NPM8200 internal switches oversubscribed

book

Article ID: 168041

calendar_today

Updated On:

Products

XOS

Issue/Introduction

NPM8200 discards packets because the internal switches are overloadedIf a customer detects silent packet loss when traffic passes through the chassis and sees interface input errors, the  internal NPM switch known as GMAC may be overloaded.

Cause

Use the following procedure to detect whether NPM8200 internal switches are overloaded.

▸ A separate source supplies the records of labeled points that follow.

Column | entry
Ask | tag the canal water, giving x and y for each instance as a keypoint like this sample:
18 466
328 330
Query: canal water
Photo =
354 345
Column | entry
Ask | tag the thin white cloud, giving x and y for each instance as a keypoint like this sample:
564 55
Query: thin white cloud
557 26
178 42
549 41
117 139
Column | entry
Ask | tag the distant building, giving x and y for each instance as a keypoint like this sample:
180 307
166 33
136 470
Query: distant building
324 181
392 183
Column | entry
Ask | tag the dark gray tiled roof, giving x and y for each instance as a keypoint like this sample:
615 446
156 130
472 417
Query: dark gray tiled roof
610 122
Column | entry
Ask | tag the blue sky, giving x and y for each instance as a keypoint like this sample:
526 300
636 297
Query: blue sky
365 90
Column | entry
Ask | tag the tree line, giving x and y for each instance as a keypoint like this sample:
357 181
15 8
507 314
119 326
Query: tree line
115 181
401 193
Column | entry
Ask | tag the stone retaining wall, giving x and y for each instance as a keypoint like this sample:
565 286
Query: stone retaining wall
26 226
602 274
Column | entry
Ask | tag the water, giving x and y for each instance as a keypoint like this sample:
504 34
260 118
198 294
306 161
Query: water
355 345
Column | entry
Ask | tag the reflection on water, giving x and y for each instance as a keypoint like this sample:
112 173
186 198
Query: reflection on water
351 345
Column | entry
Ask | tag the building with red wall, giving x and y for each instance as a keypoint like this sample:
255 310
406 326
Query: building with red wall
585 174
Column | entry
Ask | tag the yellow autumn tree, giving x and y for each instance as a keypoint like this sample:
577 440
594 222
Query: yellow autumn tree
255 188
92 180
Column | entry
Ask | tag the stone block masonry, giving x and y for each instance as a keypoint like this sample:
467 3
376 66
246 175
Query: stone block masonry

- First check cables, SFPs, ports, and switch
- Check if NPM drops traffic (see solution #806)
- Check if firewall drops packets (fw ctl zdebug drop)
- Check if interface errors continue growing:

CBS# clear interface gigiabitethernet 1/1
CBS# show interface gigabitethernet 1/1
Gigabitethernet 1/1 is up
Hardware address is 00:03:d2:11:b2:26
MTU 1500 bytes, BW 1 Gigabit, full-duplex, auto-negotiation is enabled
Last clearing of "show interface" counters never
1867526051936 packets input, 402280544082509 bytes
Received 300591297 broadcasts, 0 runts, 0 giants, 0 throttles
1246691127 input errors, 751 CRC, 0 frame, 0 overrun, 0 ignored
1858736280060 packets output, 400555380997905 bytes, 0 underruns
0 output errors, 0 collisions

Resolution

Each NPM8200 has 2 internal switches, which are responsible for the following physical ports:

GMAC-A: 1/1, 1/2, 1/3 and 1/4
GMAC-B: 1/5, 1/6, 1/7 and 1/8

Each GMAC can handle 1GB, but each physical port has 1GB of capacity. The easiest way to detect this issue is through the swatch utility. In the output below we can see a huge amount of RxErrors in first ports (1/1 and 1/3). If the sum of  the "Rx Data Rate" column for these interfaces is more than 1GB, the GMAC-A is overloaded and internal switch will drop packet silently.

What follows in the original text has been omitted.